Till it burned into your name.
And he set the name in my heart
For an unextinguished fire,
O wild, dark flower of woman,
Deep rose of my desire!
Metrically the poem jars in the line,
And breathed them into your soul,
departing as it does from the general scheme of the third lines, and rendering it necessary to make “soul” bisyllabic in order to carry the metre smoothly, and in accord with its companion verses. “Spirit” would have fitted the metrical exigency better, leaving the final unaccented syllable as in the majority of the lines, but would not have lent itself to repetition in the succeeding line as does “soul,”—so
“who shall arbitrate”? Mr. Roberts rarely offends the ear in his metres, but instead his cadences are notably true.

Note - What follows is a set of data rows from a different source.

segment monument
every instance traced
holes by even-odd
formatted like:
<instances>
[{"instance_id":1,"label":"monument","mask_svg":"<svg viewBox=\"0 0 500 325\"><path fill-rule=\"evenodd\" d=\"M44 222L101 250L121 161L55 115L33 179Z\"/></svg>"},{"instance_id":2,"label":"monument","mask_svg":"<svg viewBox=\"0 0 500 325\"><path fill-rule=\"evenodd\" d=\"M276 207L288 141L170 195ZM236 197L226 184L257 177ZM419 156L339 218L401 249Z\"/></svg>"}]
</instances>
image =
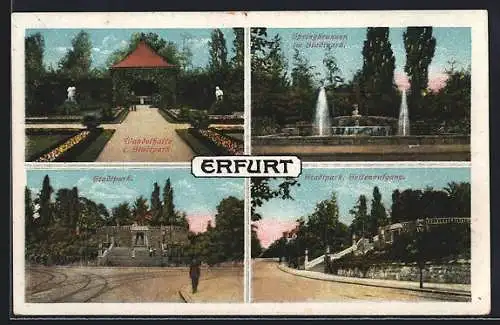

Aside from the poems upon love, filling the first division of The Book of the Rose it has a miscellaneous group, of which the two that best represent it, to my fancy, are so widely diverse that their mere mention in juxtaposition is amusing; nevertheless they are the lines “To An Omar Punch Bowl,” and the reverent Nativity Song, “When Mary, the Mother, Kissed the Child.” The haunting couplets of the former are by no means of the convivial sort, but the essence of memory and desire, the pathos of this dust that is but “wind that hurries by,”—is in them. However, to be quoted, they need their full context, as does the Nativity Song mentioned.